Work was well under way on the rest of the estate restoring farmhouses, cottages, farm buildings and a ruined chapel when William and Kate got engaged in November 2010.

But following their wedding in April 2011, it was revealed that the Queen had offered the Royal couple Anmer Hall on the Sandringham estate in Norfolk as a wedding present.

And they moved there in 2015, two years after having first child Prince George.

David Curtis, who was in charge of the Harewood End renovation, officially retired last year and the Duchy has confirmed the house will not be built.

A spokesperson said: "Although planning consent for a statement house was granted some time ago, the Duchy never took it forward.

"The regeneration project at Harewood Park is now complete and the estate comprises a number of let residential and office units in converted barns, together with farmland."

The project has included the restoration of a walled garden and a 14th century ’stew’ lake used historically for keeping carp for the dining table.
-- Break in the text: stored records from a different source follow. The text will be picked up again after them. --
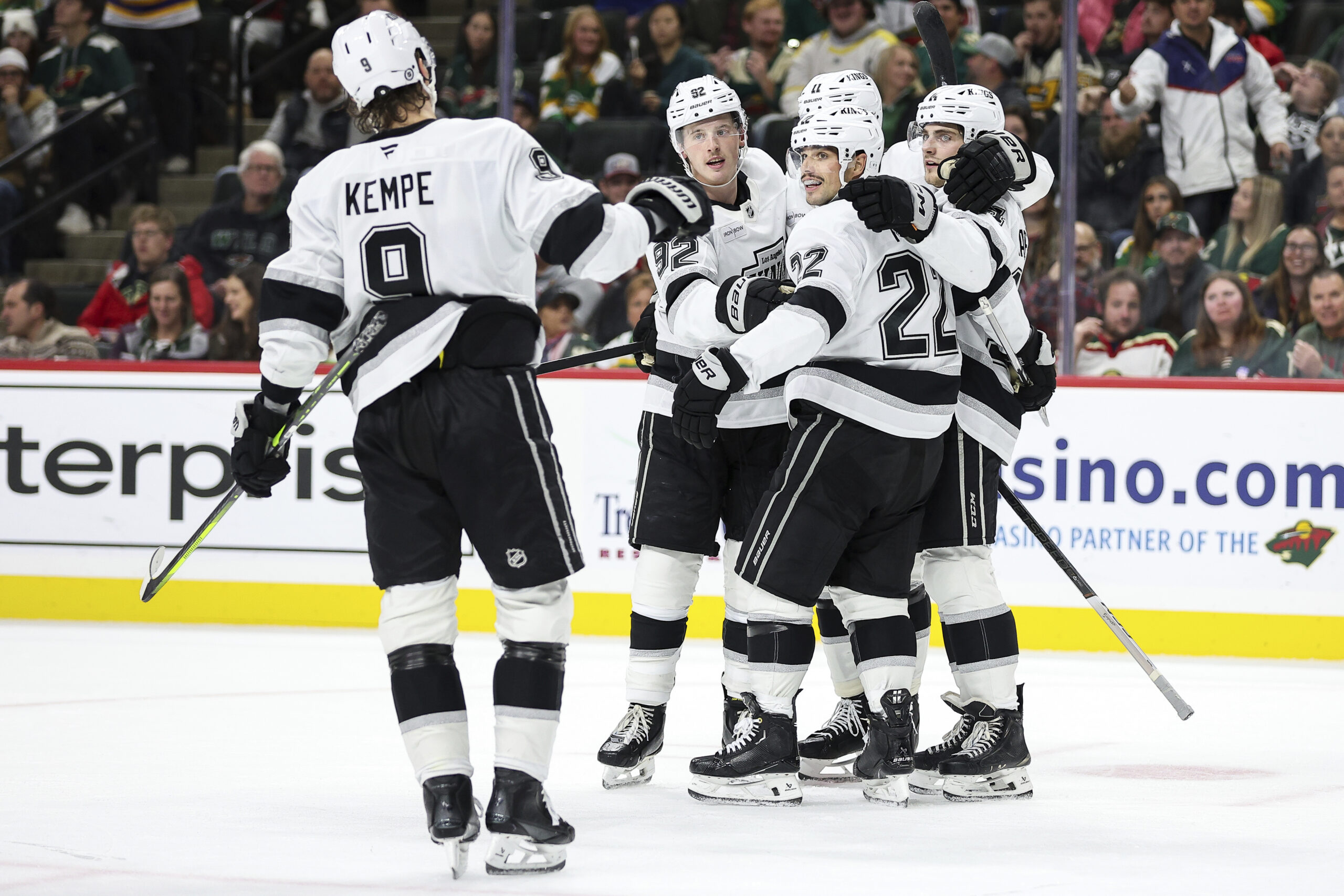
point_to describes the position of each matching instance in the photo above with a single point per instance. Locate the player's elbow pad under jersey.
(597, 241)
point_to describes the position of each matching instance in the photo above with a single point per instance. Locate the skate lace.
(983, 738)
(635, 724)
(742, 733)
(959, 733)
(846, 719)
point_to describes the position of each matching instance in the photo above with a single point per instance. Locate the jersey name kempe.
(387, 194)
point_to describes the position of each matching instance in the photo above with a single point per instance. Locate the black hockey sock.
(425, 681)
(656, 635)
(982, 641)
(530, 676)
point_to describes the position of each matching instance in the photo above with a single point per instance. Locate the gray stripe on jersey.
(435, 719)
(295, 325)
(298, 279)
(543, 227)
(867, 392)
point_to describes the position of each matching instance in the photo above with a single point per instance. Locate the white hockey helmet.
(835, 88)
(380, 53)
(847, 128)
(973, 108)
(701, 99)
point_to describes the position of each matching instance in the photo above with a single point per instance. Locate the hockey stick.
(1014, 363)
(937, 44)
(1182, 708)
(159, 574)
(591, 358)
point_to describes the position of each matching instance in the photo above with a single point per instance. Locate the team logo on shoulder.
(1301, 543)
(543, 164)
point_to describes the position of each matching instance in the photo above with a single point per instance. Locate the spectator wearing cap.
(1319, 349)
(555, 307)
(1208, 81)
(29, 114)
(20, 33)
(854, 41)
(1174, 285)
(1116, 344)
(124, 296)
(248, 229)
(524, 111)
(80, 73)
(33, 332)
(757, 70)
(313, 124)
(589, 293)
(620, 174)
(953, 14)
(1041, 50)
(1041, 299)
(1230, 338)
(990, 65)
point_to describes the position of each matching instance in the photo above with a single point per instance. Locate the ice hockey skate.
(629, 750)
(887, 757)
(454, 817)
(760, 766)
(529, 835)
(992, 761)
(925, 779)
(827, 755)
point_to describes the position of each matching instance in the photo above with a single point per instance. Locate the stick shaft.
(277, 445)
(1095, 602)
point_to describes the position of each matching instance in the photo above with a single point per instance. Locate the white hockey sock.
(523, 742)
(664, 586)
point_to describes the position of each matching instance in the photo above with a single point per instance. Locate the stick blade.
(156, 563)
(937, 44)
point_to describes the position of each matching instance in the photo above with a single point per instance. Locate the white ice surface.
(175, 760)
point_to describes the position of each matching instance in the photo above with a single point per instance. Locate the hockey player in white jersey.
(873, 330)
(436, 224)
(984, 757)
(711, 289)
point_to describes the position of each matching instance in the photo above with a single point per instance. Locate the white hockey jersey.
(872, 321)
(748, 241)
(987, 407)
(423, 220)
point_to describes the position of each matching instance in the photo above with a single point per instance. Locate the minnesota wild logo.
(1300, 544)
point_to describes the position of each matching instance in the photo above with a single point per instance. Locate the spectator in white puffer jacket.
(1206, 80)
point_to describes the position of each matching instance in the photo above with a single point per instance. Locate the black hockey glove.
(1038, 363)
(747, 301)
(647, 335)
(987, 168)
(889, 203)
(679, 203)
(702, 394)
(255, 428)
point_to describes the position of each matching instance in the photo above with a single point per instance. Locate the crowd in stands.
(1210, 160)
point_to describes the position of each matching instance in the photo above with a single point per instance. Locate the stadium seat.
(647, 139)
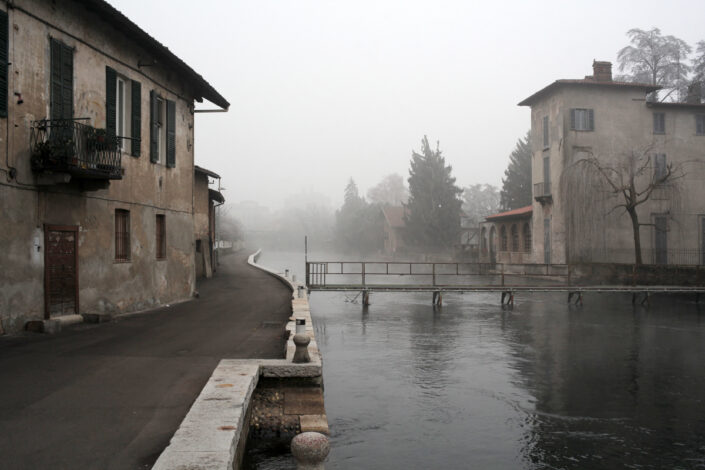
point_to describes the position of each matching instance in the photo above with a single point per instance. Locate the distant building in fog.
(573, 216)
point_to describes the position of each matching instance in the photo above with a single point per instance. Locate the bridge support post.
(365, 298)
(437, 299)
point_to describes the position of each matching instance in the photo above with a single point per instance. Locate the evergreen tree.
(433, 210)
(516, 184)
(358, 224)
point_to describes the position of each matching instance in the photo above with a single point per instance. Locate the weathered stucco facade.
(574, 214)
(147, 193)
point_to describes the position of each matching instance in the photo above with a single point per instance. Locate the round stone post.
(301, 341)
(310, 449)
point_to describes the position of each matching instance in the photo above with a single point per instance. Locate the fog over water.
(331, 90)
(541, 385)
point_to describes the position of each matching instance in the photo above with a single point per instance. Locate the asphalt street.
(110, 396)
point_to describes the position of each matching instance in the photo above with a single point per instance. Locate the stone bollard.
(301, 341)
(310, 449)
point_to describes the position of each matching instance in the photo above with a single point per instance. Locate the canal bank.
(544, 384)
(111, 395)
(260, 400)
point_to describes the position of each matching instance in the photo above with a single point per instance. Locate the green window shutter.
(136, 119)
(153, 127)
(67, 81)
(56, 88)
(110, 100)
(170, 134)
(3, 63)
(591, 120)
(61, 80)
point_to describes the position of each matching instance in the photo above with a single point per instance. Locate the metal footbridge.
(506, 279)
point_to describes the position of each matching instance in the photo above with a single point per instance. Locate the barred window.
(122, 235)
(161, 236)
(659, 123)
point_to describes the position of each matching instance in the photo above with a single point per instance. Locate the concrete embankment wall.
(212, 436)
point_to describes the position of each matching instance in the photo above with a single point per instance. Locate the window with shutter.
(61, 80)
(659, 123)
(170, 134)
(136, 118)
(3, 63)
(659, 166)
(110, 101)
(582, 119)
(700, 124)
(545, 132)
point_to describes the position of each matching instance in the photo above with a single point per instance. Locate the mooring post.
(310, 449)
(366, 298)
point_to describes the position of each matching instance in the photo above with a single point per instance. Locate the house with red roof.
(506, 237)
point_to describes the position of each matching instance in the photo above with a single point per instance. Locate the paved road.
(110, 396)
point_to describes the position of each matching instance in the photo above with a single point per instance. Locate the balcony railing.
(542, 192)
(67, 145)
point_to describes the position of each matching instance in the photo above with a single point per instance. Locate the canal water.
(540, 385)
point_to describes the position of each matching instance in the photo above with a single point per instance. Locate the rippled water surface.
(541, 385)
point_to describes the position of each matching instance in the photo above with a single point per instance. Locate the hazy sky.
(322, 91)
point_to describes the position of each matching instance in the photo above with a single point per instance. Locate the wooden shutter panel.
(153, 128)
(591, 120)
(110, 100)
(56, 88)
(3, 63)
(170, 134)
(136, 118)
(67, 81)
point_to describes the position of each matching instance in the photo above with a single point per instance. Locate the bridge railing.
(321, 274)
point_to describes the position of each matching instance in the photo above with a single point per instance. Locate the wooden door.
(60, 270)
(660, 239)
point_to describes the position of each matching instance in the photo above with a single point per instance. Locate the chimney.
(602, 71)
(694, 93)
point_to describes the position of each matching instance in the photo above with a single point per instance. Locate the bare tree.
(632, 179)
(656, 59)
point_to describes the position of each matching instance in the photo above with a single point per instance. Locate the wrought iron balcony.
(542, 192)
(69, 146)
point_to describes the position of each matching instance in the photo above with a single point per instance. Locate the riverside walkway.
(110, 396)
(439, 277)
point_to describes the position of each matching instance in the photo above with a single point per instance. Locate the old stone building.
(576, 214)
(97, 171)
(204, 204)
(506, 237)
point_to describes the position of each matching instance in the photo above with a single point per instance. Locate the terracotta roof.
(676, 105)
(522, 212)
(586, 82)
(199, 169)
(394, 216)
(161, 54)
(216, 196)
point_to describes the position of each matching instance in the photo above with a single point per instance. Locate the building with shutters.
(97, 166)
(576, 217)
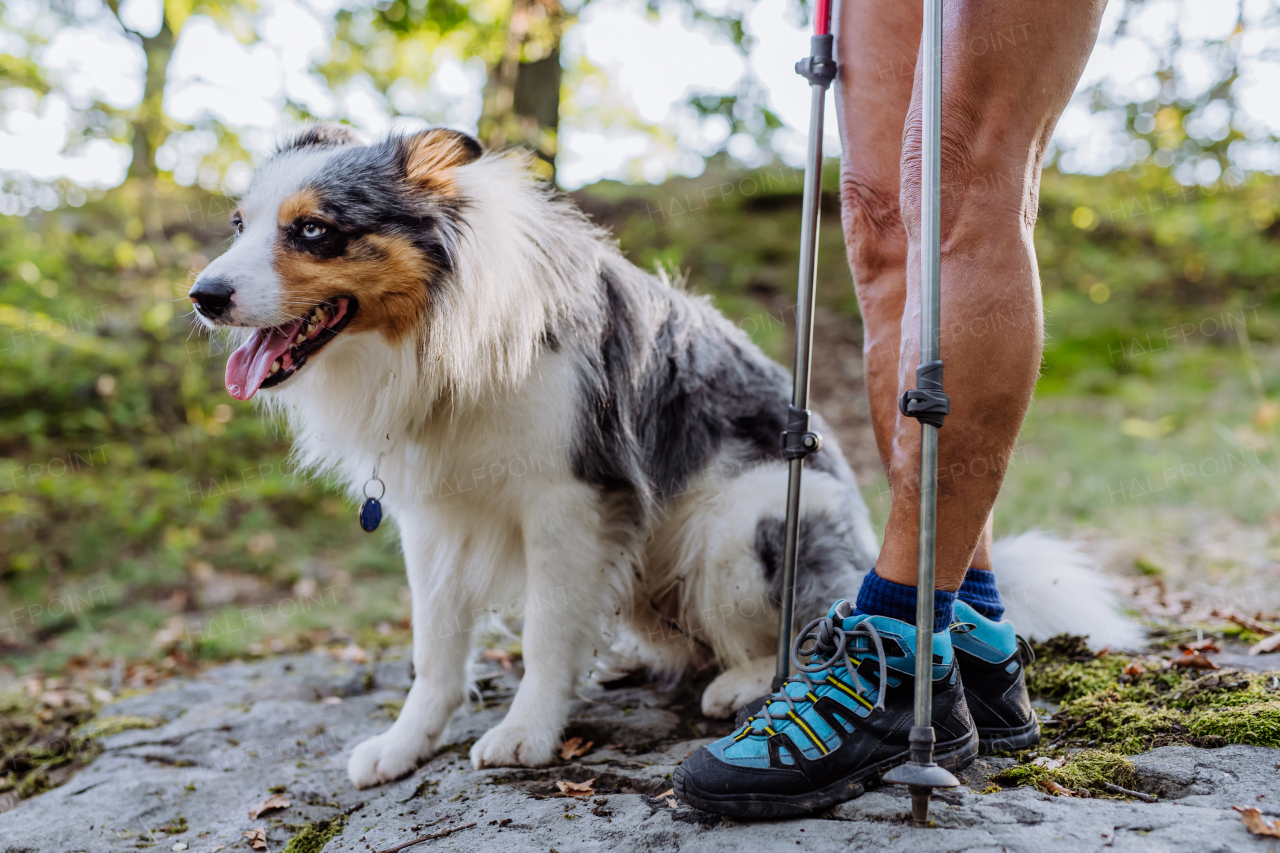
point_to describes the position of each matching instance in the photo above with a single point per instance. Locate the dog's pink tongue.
(247, 368)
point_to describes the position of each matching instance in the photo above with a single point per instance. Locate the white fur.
(470, 425)
(1051, 587)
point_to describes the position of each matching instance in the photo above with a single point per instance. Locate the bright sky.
(650, 67)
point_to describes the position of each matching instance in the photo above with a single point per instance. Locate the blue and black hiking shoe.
(995, 683)
(835, 726)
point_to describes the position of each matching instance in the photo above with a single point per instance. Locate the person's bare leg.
(982, 553)
(1008, 72)
(877, 45)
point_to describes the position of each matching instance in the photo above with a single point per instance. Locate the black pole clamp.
(818, 67)
(927, 402)
(798, 439)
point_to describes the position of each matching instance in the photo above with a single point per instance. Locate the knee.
(874, 236)
(990, 182)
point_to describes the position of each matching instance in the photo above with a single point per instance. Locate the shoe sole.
(954, 755)
(1009, 739)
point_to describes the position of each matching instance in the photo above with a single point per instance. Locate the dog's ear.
(324, 135)
(432, 156)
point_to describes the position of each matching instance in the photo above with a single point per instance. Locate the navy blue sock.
(979, 592)
(880, 597)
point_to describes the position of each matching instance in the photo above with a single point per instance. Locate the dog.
(433, 320)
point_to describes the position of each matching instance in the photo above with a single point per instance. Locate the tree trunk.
(522, 99)
(536, 97)
(149, 122)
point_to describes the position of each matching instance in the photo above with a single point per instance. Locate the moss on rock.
(314, 836)
(1110, 705)
(1086, 770)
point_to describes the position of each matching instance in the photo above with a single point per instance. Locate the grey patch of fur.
(830, 562)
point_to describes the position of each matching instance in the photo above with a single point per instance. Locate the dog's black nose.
(213, 296)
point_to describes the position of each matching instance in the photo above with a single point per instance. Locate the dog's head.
(334, 237)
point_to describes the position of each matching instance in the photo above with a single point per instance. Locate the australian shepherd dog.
(560, 433)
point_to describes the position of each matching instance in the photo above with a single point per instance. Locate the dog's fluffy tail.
(1051, 587)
Originally part of a royal hunting estate, Harewood Park was granted by King John to the Knights Templar of the nearby village of Garway in 1215, and contained a hall, grange and chapel by 1312.

After the Dissolution of the Monasteries under Henry VIII, the Browne family acquired it and built a large house on the site in the mid-1500s, which was bought in the mid-1600s by Bennet Hoskyns MP, who had the unusual distinction of being appointed a High Sheriff under Cromwell and later being made a baronet by Charles II.

The estate remained in the ownership of the Hoskyns family for almost 300 years, with the Tudor house replaced in 1781 by a new mansion set in parkland with terraced walks.

The house was again substantially rebuilt in 1839 by the 7th Baronet, Sir Hungerford Hoskyns, who had built an 11-bay, three-storey entrance front, featuring a grand porch with Tuscan columns, and two wings.